Skip site navigation (1) Skip section navigation (2)

database schema quality survey & postgresql pitfalls

From: Fabien COELHO <coelho(at)cri(dot)ensmp(dot)fr>
To: PostgreSQL Developers <pgsql-hackers(at)postgresql(dot)org>
Subject: database schema quality survey & postgresql pitfalls
Date: 2012-01-23 10:55:39
Message-ID: alpine.DEB.2.02.1201231152010.3160@localhost6.localdomain6 (view raw or flat)
Thread:
Lists: pgsql-hackers
Dear pgdevs,

I've just completed the final version of a survey of database schema quality in
open source software. The survey covers 512 projects which use MySQL and/or
PostgreSQL for storing their data. Automatic analyses are performed by querying
the information schema. Statistical validations are computed on the results.

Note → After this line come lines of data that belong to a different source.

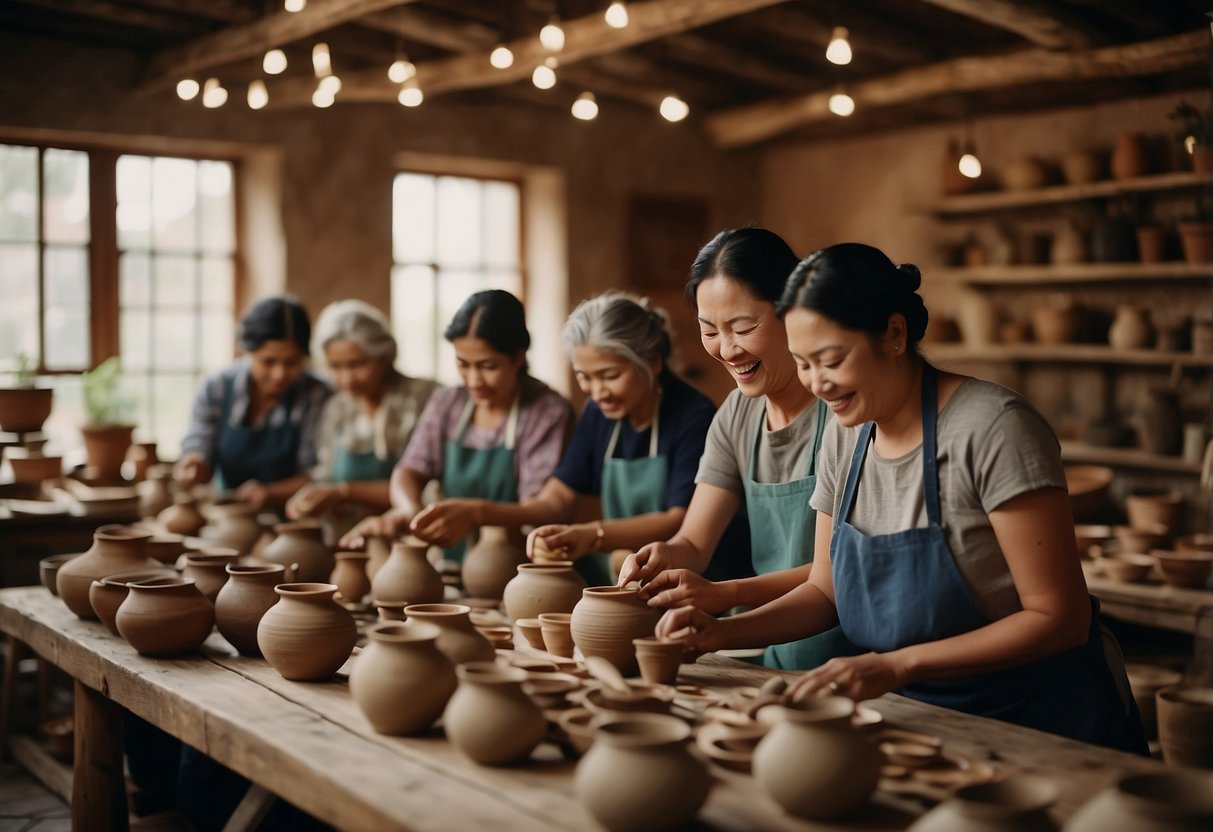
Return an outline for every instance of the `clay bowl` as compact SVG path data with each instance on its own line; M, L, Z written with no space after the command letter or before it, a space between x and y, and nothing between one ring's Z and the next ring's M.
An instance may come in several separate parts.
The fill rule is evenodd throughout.
M578 754L584 754L594 744L594 729L590 723L598 714L588 708L569 708L556 718L556 724L569 738L569 745Z
M39 726L46 737L47 748L57 760L70 763L75 754L76 720L71 716L57 716Z
M1204 589L1213 570L1213 552L1170 552L1155 549L1153 555L1162 578L1172 586Z
M522 637L526 643L534 647L536 650L545 650L543 646L543 629L539 625L538 618L519 618L514 624L518 627L518 632L522 633Z
M1115 529L1122 552L1149 552L1160 548L1167 539L1167 527L1157 523L1143 528L1116 526Z
M581 679L568 673L528 672L522 690L545 711L559 710L572 705L569 694L580 690L582 684Z
M1066 490L1076 520L1099 519L1115 473L1103 465L1067 465Z
M8 452L8 464L13 468L13 479L17 482L38 485L43 480L53 480L63 476L63 457L43 456L17 451Z
M378 611L380 621L408 620L404 612L404 608L409 605L408 601L372 601L371 604Z
M146 544L148 557L155 558L166 565L177 562L177 558L185 554L185 537L179 534L156 534Z
M1084 558L1091 556L1092 546L1102 547L1115 537L1116 532L1111 526L1092 526L1085 523L1074 526L1074 542L1078 546L1078 554Z
M49 558L38 561L38 577L42 580L42 585L51 591L51 595L59 594L59 587L55 584L59 575L59 567L81 554L81 552L76 552L70 555L51 555Z
M596 714L613 711L643 711L652 714L670 712L674 689L650 685L646 682L628 680L629 693L612 690L605 686L586 686L573 696L582 706Z
M1175 541L1180 552L1213 552L1213 534L1189 534Z
M1038 306L1032 310L1032 331L1042 344L1068 344L1078 334L1078 313L1073 308Z
M118 615L118 607L126 600L131 584L138 581L150 581L154 578L175 578L175 569L143 569L138 572L120 572L108 575L99 581L93 581L88 588L88 603L97 614L97 619L114 635L118 635L118 625L114 622Z
M1130 494L1125 497L1125 513L1129 525L1135 529L1162 526L1170 534L1179 523L1179 512L1183 508L1182 494Z
M749 772L754 749L769 726L755 722L746 727L709 722L699 729L695 744L709 760L732 771Z
M1136 583L1154 568L1154 558L1137 552L1117 552L1099 561L1099 568L1114 581Z
M514 646L514 628L508 625L476 627L480 635L488 639L496 650L510 650Z

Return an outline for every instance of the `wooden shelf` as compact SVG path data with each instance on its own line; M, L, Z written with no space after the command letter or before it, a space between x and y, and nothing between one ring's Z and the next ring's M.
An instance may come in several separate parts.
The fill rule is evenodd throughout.
M1213 177L1199 176L1190 171L1163 173L1155 176L1137 176L1132 179L1088 182L1082 185L1055 185L1030 191L996 191L991 193L964 194L944 198L935 206L934 213L940 217L962 217L987 211L1002 211L1013 208L1030 208L1040 205L1060 205L1083 199L1101 199L1125 194L1171 191L1213 185Z
M1144 468L1192 476L1200 473L1199 465L1185 462L1177 456L1159 456L1140 448L1098 448L1068 439L1062 440L1061 458L1066 462L1087 462L1113 468Z
M1065 266L981 266L937 269L928 281L947 280L974 286L1027 286L1062 283L1110 283L1139 280L1195 280L1213 285L1213 265L1199 263L1075 263Z
M1213 355L1160 350L1114 350L1102 344L923 344L931 361L1039 361L1077 364L1132 364L1143 367L1213 368Z

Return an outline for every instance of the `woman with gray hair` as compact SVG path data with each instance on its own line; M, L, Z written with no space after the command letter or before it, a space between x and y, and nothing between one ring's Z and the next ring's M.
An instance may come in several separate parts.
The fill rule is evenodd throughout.
M396 339L387 319L360 300L321 311L312 353L338 392L320 417L312 482L291 497L286 511L292 518L327 511L340 533L367 509L391 506L392 467L438 384L395 368Z

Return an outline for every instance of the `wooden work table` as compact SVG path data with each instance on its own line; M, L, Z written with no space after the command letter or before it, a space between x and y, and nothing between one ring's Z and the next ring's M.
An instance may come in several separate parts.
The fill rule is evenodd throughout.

Here are some findings of specific interest to the list.


About MySQL vs PostgreSQL usage:

  - MySQL is much more often used than PostgreSQL... not a surprise.

  - Even for projects which seems to support PostgreSQL, this support is often
    an afterthough and not necessarily functional. For instance, you may find
    MySQL-specific syntax in the PostgreSQL-specific script, which were clearly
    never tested.

  - Projects which use PostgreSQL statistically have a better quality compared
    to projects which use MySQL. However, the difference is mostly due to
    issues with MySQL.

  - Projects which use PostgreSQL are more often maintained than projects
    with MySQL.


Some features or default behavior of PostgreSQL seem especially error-prone:

  - SERIAL attributes seem to be considered automatically as a primary key,
    so that the primary key declaration is often forgotten.

    This suggests that:

    * the documentation should insist on the potential issue.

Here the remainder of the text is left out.